Several examples of alginate-based spheroids laden with the cell lines described in this review can be found in the literature, in combination with different cell adhesive materials such as gelatin and collagen [36,57,61,64,70,93]. Interestingly, some tests have never been reported; for example there are no reports on SH-SY5Y differentiation in alginate-based spheroids, although studies have been carried out in other 3D gels fabricated with different methods and geometries. Some examples include collagen gels [68], collagen-coated nanocellulose [104] or silk scaffolds [53], hyaluronic acid scaffolds [66] and chitosan–graphene oxide nanocomposite hydrogels [65]. These methods, materials and geometries could enable the creation of more physiologically relevant models, because they allow cells to grow and connect to each other directly in 3D.
Although the results obtained with the generation of spheroids are promising, more systematic studies are still needed to exploit their versatility. For instance, 3D constructs may differ significantly in terms of mechanical and transport properties. This is mainly due to the high variability of the biomaterials used for fabricating them.
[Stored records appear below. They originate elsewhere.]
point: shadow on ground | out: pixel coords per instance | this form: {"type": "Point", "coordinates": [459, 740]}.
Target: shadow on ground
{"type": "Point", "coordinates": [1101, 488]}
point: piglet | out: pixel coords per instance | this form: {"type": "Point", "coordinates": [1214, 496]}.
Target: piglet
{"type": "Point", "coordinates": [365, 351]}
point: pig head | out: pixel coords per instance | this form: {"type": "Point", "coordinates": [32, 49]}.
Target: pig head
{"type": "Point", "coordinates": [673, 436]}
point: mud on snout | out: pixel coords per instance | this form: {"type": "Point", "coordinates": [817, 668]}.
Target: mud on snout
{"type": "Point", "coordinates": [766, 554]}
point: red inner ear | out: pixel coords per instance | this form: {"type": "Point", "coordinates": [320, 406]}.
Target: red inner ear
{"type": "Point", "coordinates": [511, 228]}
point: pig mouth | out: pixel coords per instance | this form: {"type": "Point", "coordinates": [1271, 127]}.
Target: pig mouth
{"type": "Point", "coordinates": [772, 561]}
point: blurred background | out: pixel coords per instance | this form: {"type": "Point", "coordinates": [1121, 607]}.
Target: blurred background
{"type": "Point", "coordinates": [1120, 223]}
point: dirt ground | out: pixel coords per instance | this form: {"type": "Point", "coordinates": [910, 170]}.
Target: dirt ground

Matrigel- and ECM-derived matrices are known to suffer from ‘batch syndrome’; on the other hand, alginate is more reproducible, but it is available in different molecular weights, and the protocols for obtaining spheroids involve different concentrations and crosslinking methods. Moreover, as alginate is a marine-plant-derived material, it lacks cell binding sites such as RGD motifs. For this reason, some attempts to combine alginate with cell adhesive materials, e.g., gelatin [58], can be found in the literature. The use of composite materials and biofabrication strategies is increasing as they enable finer control of the geometrical features of the scaffold and tuning of material mechanical properties [81], both of which are known to influence cell behavior [83,105,106]. This is even more important for brain tissue which has a low elastic modulus that increases with age (from around 110 Pa in neonate up to ≈1 kPa in adults [107]), and which changes significantly in some neuropathologies [108].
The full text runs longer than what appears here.